Though her visual essay was taking shape and she knew it was her responsibility as a photographer to make those images public, she couldn’t help herself from battling emotional burden and moral conflict. The closeness with the subjects and their stories made her question the rightness of her doing.

“It was weird at times to have a camera out and photograph people whose lives have been destroyed,” she said. “Having to photograph them like that can be uncomfortable but also just really very sad.”

As an individual, the professor also dealt with fear, she had to worry for her safety, as well. She explained that when she first arrived, she downloaded an app that would alert her if something was happening. However, after the app failed to work effectively, she turned off the notifications until she could find someone to help her translate the warnings correctly.

One day while traveling by train from Kyiv to another city, the same app started ringing in other passengers’ phones. She was surprised when her phone started making noise as well, thinking she was sure her app was off.

Retrieved from @j_silber | Credit: Jacqueline Silberbush

“That was really unnerving because I had turned off the alerts, I had turned off my alarms,” She said. “I realized that this was a much more serious alert. Based on tracking of my phone, they could figure out that I was in the region or there was some serious matter that was beyond some application you have in your phone.”

It was unsettling whenever the sirens went off to alert the citizens they should seek shelter to protect themselves, but on the train, there was nowhere to go and nothing else to do but to wait, Silberbush explained. 

“You tense up when the alarm goes off because you don’t know what will happen. You don’t know where it’s going to hit,” she said. 

Fortunately, nothing ever happened. At least not near her. Until this day, she couldn’t tell for sure what made the sirens turn on that day on the train.

In the same way, Silberbush photographed moments of fear; she had the chance to photograph moments of joy. Shooting in recovery camps for children, at weddings, ballet, and even a salsa dance class. 

The images collected during those brief moments of happiness project another face of Ukraine’s ways of life. It also helped her to understand how they confront the situation as a united country.

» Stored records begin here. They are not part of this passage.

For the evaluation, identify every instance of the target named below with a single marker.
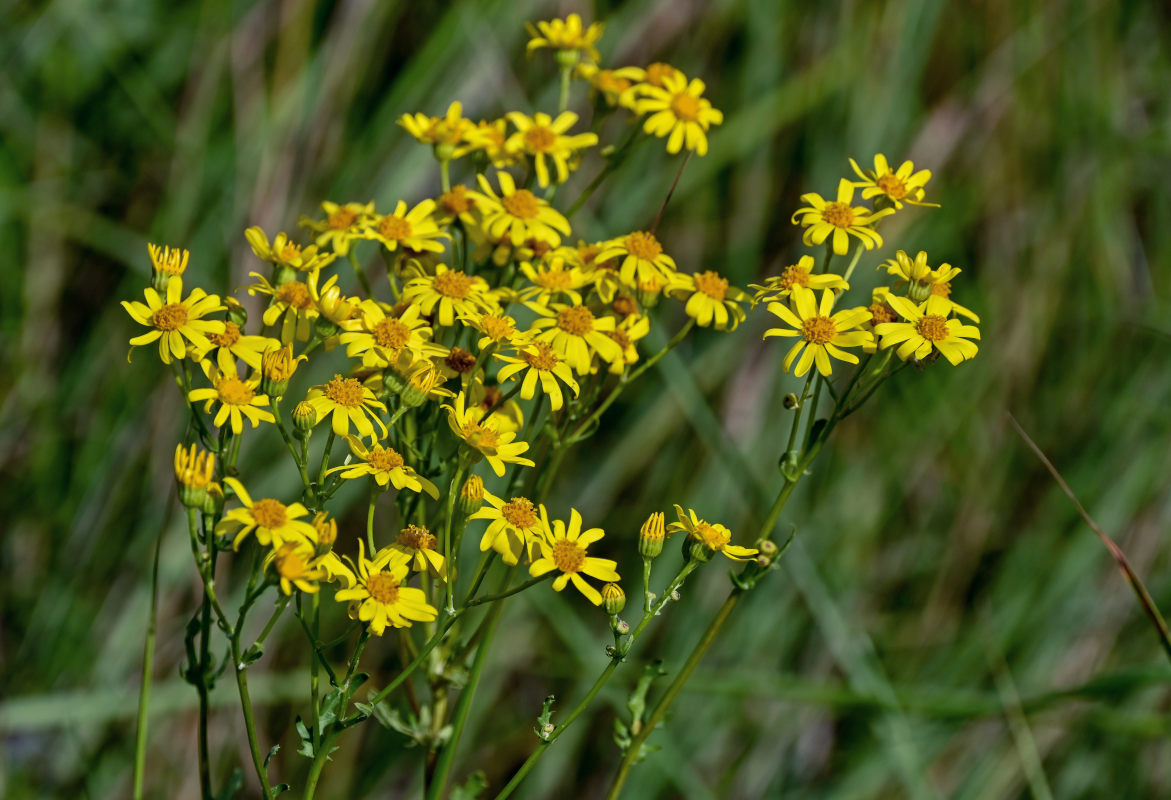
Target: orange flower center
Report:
(794, 275)
(417, 538)
(234, 391)
(347, 392)
(230, 336)
(543, 359)
(519, 512)
(453, 284)
(294, 294)
(575, 320)
(932, 328)
(892, 185)
(391, 334)
(712, 285)
(341, 219)
(643, 246)
(685, 107)
(269, 513)
(383, 588)
(521, 204)
(498, 327)
(839, 214)
(392, 226)
(456, 202)
(384, 459)
(170, 316)
(819, 329)
(568, 555)
(540, 138)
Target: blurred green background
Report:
(944, 627)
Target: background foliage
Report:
(944, 626)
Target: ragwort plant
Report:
(494, 342)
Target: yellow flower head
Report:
(379, 595)
(892, 186)
(286, 253)
(237, 397)
(711, 535)
(518, 213)
(565, 548)
(543, 139)
(678, 111)
(273, 521)
(485, 435)
(514, 527)
(568, 34)
(928, 329)
(176, 321)
(839, 218)
(385, 465)
(776, 287)
(820, 332)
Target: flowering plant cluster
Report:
(495, 340)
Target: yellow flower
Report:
(452, 291)
(642, 259)
(514, 526)
(375, 335)
(296, 565)
(615, 86)
(713, 535)
(565, 548)
(821, 334)
(413, 230)
(567, 34)
(712, 301)
(293, 301)
(232, 344)
(928, 329)
(451, 129)
(894, 186)
(238, 398)
(679, 111)
(349, 402)
(377, 588)
(486, 435)
(542, 137)
(177, 321)
(342, 225)
(550, 280)
(385, 466)
(576, 334)
(274, 521)
(628, 332)
(418, 545)
(518, 213)
(542, 366)
(776, 287)
(283, 252)
(823, 218)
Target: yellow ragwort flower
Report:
(545, 138)
(894, 186)
(678, 111)
(176, 321)
(839, 218)
(565, 548)
(926, 329)
(821, 332)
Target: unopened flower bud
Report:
(471, 494)
(193, 471)
(614, 599)
(305, 418)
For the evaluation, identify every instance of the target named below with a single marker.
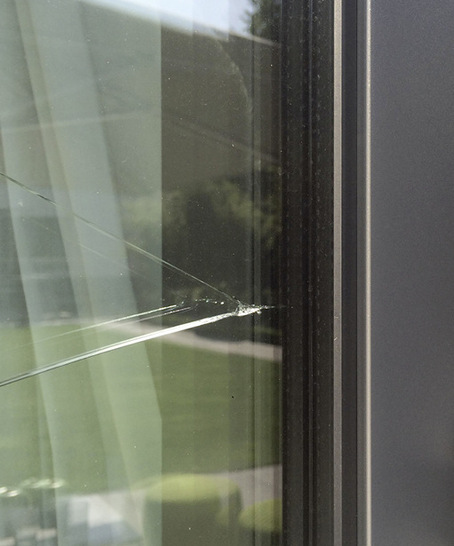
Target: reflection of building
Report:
(170, 111)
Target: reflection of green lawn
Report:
(216, 412)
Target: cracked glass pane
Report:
(140, 235)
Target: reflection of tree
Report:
(219, 232)
(265, 19)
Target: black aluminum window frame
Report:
(319, 95)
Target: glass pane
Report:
(140, 232)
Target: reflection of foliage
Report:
(265, 19)
(225, 232)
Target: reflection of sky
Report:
(222, 15)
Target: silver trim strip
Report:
(364, 274)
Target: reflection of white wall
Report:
(55, 139)
(222, 15)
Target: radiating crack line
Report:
(145, 315)
(241, 311)
(132, 246)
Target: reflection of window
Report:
(141, 197)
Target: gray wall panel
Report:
(412, 272)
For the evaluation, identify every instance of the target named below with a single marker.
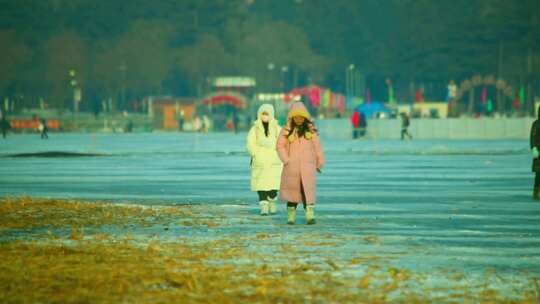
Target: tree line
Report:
(128, 50)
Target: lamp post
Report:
(284, 71)
(349, 80)
(73, 83)
(123, 69)
(271, 66)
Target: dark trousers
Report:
(265, 195)
(293, 204)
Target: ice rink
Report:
(422, 205)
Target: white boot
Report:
(264, 207)
(272, 205)
(291, 215)
(310, 214)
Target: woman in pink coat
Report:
(299, 148)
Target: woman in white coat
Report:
(265, 163)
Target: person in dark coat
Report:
(43, 128)
(405, 123)
(4, 126)
(535, 147)
(363, 124)
(355, 121)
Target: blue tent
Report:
(372, 108)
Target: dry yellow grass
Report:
(105, 268)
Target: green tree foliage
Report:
(140, 47)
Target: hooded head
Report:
(305, 129)
(265, 110)
(298, 109)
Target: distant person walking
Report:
(43, 129)
(300, 150)
(4, 126)
(535, 148)
(265, 164)
(405, 123)
(355, 121)
(359, 124)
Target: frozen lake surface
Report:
(459, 205)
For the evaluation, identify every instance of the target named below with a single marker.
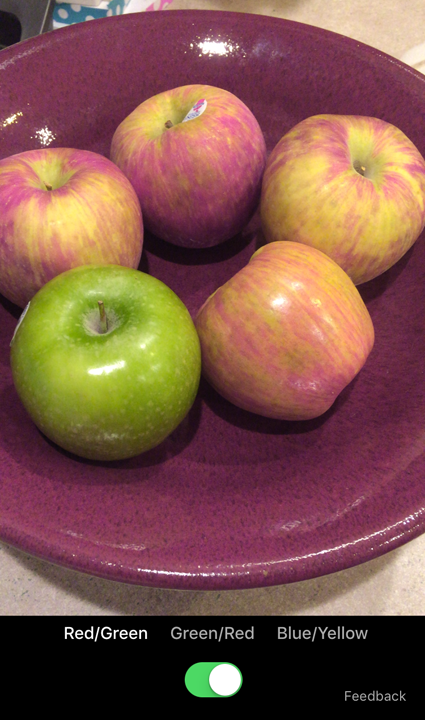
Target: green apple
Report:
(106, 360)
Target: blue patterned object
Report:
(68, 14)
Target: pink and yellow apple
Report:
(351, 186)
(61, 208)
(195, 156)
(286, 334)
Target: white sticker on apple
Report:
(196, 111)
(20, 320)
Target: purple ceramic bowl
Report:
(230, 500)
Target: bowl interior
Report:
(229, 500)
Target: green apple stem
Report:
(103, 318)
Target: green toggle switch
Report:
(213, 679)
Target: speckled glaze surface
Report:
(230, 500)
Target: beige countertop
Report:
(391, 585)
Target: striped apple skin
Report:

“The unity of the country is something we don’t have here right now,” she said. “[Overthere], everyone is on the same side right now. Watching that happen and people bent together was just a unique experience.” 

Humans Right Gallery | Credit: Lenny Mata

Her pictures resulted in a photographic essay titled “Through the Lens,” recently presented at the Human Rights Institute as part of the Galleries at Kean series. She talked about her expectations towards the project and what she would like people to consider it.

“I want people to connect with the photos in a way that isn’t just out of pity but more as a community,” Silberbush said. “This could happen anywhere, and it could happen to any of us. We are far removed from it, but I want people to feel common humanity.”